1 1 10 11 5 0 4 0 1 1 1 1

3 4 4 2 1 1 0

-------------------

2 1 9 11 5 8 4 0 1 1 1 1

5 4 3 3 1 1 0

------------------

So each case is 2 lines and 19 variables (including ID that appears at
the beginning before tab).

Cases are separated with ---------

Also there are blank lines between the end of the data string and the
--------- sign and blank after that again before the next data string
begins.

So I am wondering is there an easy way to read this into SPSS?

I deleted the -------- and the blank lines, then I can do it but it
takes too much time this way and I have other files just like this.

Thank

You

Enis

Mike P-5

Re: reading text

If you have python programmability installed you can delete the -----
and the spaces easily with a little piece of code.
And then read it in using your method at the minute

HtH

Mike

begin program.
import spss,
# 1. create a dictionary of things to be replaced and run this file.
for i in varList:
main_dic = {"---------------":""," ":"" } #deleteing spaces
and dashes
file_name = "your file here and it's location.txt" % (i)
f = open(file_name,"r")
file_string = f.read()
f.close()

working_file = "your file here and it's location _new.txt" % (i)
#this is what your new text file will be written as
new_file = open(working_file,"w")
for k in main_dic.keys():
file_string = file_string.replace("%s" % k, main_dic[k])
new_file.write(file_string)
new_file.close()

End program.

-----Original Message-----
From: SPSSX(r) Discussion [mailto:[hidden email]] On Behalf Of
Dogan, Enis
Sent: 09 November 2006 14:52
To: [hidden email]
Subject: reading text

Dear all

I have my data stored in text format.
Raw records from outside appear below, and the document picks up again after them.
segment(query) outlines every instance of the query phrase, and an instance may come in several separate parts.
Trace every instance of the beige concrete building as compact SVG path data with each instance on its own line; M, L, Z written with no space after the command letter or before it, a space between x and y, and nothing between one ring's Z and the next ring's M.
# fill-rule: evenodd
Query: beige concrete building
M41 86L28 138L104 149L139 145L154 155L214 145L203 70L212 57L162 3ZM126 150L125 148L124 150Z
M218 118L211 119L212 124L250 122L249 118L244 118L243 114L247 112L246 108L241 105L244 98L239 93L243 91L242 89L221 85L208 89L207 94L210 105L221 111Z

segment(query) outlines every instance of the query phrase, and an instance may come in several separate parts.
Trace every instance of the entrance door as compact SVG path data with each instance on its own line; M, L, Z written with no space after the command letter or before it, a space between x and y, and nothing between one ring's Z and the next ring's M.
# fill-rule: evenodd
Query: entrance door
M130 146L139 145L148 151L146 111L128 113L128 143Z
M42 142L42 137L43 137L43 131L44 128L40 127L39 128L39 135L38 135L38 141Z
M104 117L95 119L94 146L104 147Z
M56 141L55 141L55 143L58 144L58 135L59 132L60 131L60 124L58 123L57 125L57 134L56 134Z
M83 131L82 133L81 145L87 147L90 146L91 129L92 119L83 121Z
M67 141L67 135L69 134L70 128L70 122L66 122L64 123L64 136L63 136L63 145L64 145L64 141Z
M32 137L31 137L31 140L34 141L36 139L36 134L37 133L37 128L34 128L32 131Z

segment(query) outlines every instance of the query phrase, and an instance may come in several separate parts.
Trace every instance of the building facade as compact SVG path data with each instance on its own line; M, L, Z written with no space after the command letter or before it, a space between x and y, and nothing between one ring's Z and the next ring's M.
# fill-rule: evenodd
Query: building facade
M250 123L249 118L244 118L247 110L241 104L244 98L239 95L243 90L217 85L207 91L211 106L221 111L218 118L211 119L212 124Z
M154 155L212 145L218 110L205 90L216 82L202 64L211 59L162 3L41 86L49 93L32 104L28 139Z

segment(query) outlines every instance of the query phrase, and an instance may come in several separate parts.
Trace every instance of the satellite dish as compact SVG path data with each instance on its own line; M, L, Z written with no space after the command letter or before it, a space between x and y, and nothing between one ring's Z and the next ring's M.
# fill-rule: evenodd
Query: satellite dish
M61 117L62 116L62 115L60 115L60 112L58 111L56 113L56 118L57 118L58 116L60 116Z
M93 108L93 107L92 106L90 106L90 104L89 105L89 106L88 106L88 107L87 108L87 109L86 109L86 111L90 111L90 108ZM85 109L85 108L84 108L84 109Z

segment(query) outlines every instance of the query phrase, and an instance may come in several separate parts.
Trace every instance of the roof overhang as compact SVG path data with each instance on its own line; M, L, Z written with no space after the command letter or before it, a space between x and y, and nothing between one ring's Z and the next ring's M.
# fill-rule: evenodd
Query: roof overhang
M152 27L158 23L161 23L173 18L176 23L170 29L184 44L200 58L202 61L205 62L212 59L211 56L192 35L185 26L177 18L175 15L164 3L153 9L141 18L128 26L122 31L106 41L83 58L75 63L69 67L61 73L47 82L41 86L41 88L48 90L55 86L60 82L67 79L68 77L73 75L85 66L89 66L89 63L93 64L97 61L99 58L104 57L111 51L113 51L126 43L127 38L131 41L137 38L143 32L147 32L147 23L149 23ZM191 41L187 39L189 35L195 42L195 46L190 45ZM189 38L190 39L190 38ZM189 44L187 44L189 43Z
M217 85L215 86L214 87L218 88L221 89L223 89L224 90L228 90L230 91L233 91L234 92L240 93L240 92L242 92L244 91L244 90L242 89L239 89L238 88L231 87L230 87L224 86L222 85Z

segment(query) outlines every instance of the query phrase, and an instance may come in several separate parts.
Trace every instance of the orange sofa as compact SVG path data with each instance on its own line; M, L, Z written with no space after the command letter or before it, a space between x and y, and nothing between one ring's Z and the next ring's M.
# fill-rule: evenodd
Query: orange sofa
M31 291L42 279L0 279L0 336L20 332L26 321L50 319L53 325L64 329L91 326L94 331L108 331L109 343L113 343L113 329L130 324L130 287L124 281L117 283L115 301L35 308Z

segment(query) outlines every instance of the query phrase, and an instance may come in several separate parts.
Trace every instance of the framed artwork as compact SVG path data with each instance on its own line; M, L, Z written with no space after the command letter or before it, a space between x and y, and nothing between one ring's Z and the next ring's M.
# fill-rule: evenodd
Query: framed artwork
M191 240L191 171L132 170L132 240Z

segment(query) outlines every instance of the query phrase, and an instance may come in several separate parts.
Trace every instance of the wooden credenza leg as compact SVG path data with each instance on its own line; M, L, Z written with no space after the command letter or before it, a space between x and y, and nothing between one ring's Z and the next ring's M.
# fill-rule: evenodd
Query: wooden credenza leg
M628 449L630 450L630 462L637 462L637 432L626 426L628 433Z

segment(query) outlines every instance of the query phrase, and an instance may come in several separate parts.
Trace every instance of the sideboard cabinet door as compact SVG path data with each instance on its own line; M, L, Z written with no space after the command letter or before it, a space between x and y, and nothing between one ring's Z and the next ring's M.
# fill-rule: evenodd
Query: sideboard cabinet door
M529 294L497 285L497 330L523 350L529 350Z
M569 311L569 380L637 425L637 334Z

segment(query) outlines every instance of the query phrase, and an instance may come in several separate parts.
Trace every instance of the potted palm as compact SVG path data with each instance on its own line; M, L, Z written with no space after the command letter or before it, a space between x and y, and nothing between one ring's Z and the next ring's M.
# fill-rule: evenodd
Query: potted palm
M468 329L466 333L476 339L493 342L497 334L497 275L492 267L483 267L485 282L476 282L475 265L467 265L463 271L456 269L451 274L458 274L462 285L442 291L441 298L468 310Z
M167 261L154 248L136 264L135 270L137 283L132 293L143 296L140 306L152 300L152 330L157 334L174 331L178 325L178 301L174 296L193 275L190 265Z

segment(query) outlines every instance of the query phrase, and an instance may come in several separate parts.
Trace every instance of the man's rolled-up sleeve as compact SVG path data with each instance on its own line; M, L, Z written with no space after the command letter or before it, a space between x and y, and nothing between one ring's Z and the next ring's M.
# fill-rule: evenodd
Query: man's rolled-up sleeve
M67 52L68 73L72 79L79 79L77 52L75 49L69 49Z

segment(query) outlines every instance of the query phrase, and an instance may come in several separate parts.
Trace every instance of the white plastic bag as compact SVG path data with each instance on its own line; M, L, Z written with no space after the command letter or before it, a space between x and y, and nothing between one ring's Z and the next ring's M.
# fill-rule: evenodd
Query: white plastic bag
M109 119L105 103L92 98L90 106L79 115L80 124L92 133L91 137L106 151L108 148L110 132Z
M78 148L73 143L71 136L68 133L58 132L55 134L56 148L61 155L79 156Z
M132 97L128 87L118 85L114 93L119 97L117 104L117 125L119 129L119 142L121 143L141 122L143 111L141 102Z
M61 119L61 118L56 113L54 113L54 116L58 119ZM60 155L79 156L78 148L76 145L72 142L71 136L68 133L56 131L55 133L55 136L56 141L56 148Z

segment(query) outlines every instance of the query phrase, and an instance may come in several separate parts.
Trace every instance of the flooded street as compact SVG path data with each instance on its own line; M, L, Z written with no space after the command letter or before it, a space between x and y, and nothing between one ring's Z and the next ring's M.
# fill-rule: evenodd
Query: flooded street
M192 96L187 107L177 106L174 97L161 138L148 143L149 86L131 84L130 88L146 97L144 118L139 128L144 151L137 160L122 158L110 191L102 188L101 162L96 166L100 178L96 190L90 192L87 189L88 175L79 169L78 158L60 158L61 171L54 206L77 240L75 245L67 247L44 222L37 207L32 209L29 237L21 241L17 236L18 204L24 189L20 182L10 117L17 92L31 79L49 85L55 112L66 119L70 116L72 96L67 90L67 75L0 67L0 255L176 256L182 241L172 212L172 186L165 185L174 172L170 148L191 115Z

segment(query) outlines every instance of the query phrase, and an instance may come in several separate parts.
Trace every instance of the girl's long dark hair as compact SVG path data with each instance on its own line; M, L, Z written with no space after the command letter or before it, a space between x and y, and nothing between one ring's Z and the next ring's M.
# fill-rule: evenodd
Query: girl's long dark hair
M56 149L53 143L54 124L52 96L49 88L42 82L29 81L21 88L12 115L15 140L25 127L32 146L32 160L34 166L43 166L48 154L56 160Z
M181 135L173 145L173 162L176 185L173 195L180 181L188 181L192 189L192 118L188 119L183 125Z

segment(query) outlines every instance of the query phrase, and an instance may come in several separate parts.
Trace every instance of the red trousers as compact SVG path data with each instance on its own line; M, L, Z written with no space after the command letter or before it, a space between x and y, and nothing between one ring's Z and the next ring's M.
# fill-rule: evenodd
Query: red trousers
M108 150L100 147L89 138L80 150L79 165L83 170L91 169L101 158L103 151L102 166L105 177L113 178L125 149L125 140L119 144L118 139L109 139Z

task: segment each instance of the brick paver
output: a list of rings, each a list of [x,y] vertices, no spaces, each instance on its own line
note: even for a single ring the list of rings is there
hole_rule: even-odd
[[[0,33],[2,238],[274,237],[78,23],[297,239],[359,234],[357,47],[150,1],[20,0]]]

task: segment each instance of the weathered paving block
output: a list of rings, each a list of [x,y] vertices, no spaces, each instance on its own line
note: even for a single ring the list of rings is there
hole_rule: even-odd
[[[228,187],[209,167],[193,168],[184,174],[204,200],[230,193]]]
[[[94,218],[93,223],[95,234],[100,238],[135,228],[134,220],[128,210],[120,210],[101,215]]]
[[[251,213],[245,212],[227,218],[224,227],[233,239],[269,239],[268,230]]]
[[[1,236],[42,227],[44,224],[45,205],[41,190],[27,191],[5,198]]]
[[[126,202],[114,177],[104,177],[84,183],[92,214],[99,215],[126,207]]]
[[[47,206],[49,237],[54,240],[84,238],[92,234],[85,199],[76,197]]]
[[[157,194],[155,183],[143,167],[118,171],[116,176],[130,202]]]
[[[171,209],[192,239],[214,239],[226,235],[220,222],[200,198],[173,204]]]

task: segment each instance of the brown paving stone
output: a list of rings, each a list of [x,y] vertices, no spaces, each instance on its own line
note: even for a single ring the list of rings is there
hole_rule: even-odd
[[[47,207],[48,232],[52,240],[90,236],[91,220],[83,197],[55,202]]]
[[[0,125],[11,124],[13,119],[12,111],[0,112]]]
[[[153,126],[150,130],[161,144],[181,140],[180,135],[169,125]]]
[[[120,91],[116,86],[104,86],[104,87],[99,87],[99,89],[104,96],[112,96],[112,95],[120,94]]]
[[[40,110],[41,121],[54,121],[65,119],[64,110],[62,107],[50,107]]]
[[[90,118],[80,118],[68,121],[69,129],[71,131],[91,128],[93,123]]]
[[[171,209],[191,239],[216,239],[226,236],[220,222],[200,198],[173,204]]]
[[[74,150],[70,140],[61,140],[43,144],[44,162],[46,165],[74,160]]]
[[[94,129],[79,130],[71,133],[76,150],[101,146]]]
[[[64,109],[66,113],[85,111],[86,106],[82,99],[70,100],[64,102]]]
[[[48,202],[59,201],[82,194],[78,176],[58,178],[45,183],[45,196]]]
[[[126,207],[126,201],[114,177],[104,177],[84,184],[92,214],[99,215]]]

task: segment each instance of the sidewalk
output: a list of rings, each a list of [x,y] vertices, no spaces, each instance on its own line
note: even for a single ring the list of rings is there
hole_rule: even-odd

Looks like this:

1 1 10 11 5 0 4 0 1 1 1 1

3 4 4 2 1 1 0

-------------------

2 1 9 11 5 8 4 0 1 1 1 1

5 4 3 3 1 1 0

------------------

So each case is 2 lines and 19 variables (including ID that appears at
the beginning before tab).

Cases are separated with ---------

Also there are blank lines between the end of the data string and the
--------- sign and blank after that again before the next data string
begins.

So I am wondering is there an easy way to read this into SPSS?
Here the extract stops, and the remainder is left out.